The National Review and The Independent are both commenting, with predictably different takes, on U.S. Education Secretary Arne Duncan's criticism of Wake County schools.
In a post this morning on the conservative National Review Online, Roger Clegg says Duncan has committed "three strikes" in his Washington Post letter criticizing Wake's elimination of the diversity policy.
Clegg says "strike one" is that it shows that Duncan has "prejudged" the NAACP complaint that the Education Department's Office for Civil Rights is investigating against Wake.
Clegg says "strike two" is Duncan's contention that less racial diversity in schools will have bad educational and social outcomes. Clegg says that "school boards can legitimately conclude that the social and monetary costs of race-based student assignments outweigh (any positive effects)."
Clegg says "strike three" is that if Wake's diversity policy was intended to achieve "particular racial results, that would raise serious problems under the federal civil-rights laws that Secretary Duncan is supposed to be enforcing."
"In sum, Secretary Duncan’s letter indicates that he believes that children should be assigned to schools on the basis of their skin color, in order to achieve a particular politically correct racial balance," Clegg writes. "This is racial discrimination, and it is quite at odds with the dream of Dr. King — the memory of whom Duncan ironically invokes — that children not be judged by the color of their skin."
In contrast, today's online post for the liberal Independent weekly has Bob Geary saying that school board member John Tedesco should refrain in the future from citing Duncan's efforts in Chicago to justify his positions.
"John Tedesco, who frequently speaks for the school board majority (or lately, for the majority minus Debra Goldman), often references Duncan's support for charter schools and other innovations as somehow supportive of Tedesco's anti-diversity opinions," Geary writes. "They're not. Duncan offers them as methods to improve FAILING BIG-CITY SCHOOL SYSTEMS LIKE THE ONE HE USED TO LEAD IN CHICAGO.
Wake's schools, of course, are not a big-city system and are not failing — facts that never deter Tedesco, however, from claiming some policy kinship with the Secretary of Education."
Wake County school board member John Tedesco said he was disappointed in both Duncan's criticism of the school system and in Wednesday's article in The Washington Post.
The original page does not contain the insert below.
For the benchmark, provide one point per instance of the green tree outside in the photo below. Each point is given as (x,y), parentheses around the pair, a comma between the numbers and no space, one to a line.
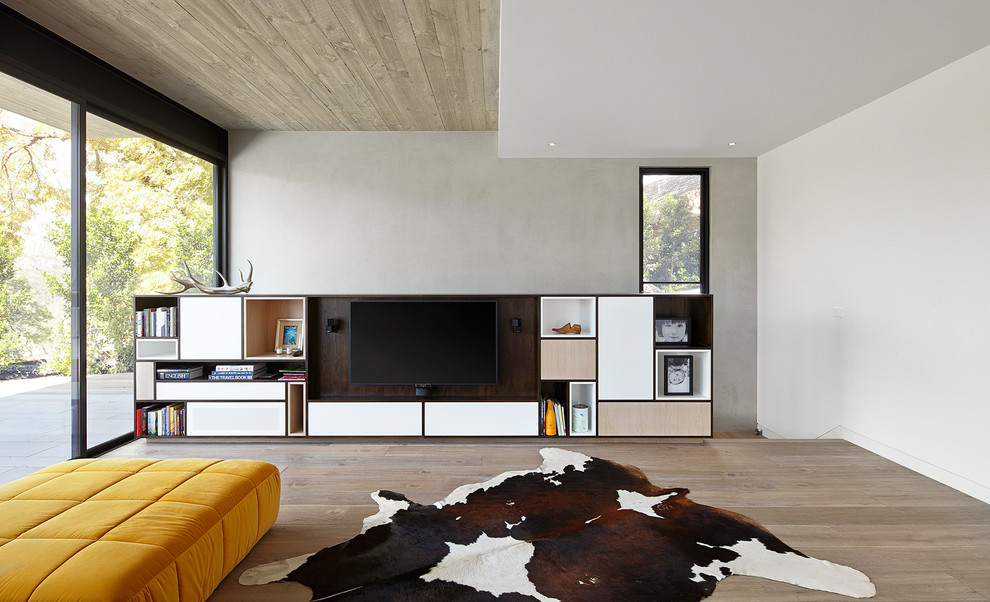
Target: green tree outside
(671,242)
(149,206)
Tedesco said he still considers himself to be a fan of Duncan's education reform efforts, such as merit pay for teachers and community schools.
"I'm disappointed because I'm so highly supportive of him," Tedesco said. "I'm disappointed that he didn't reach out to us before making comments based on a skewed media report."
New Wake County Superintendent Anthony Tata said he was surprised to see Duncan express an opinion on such a local issue.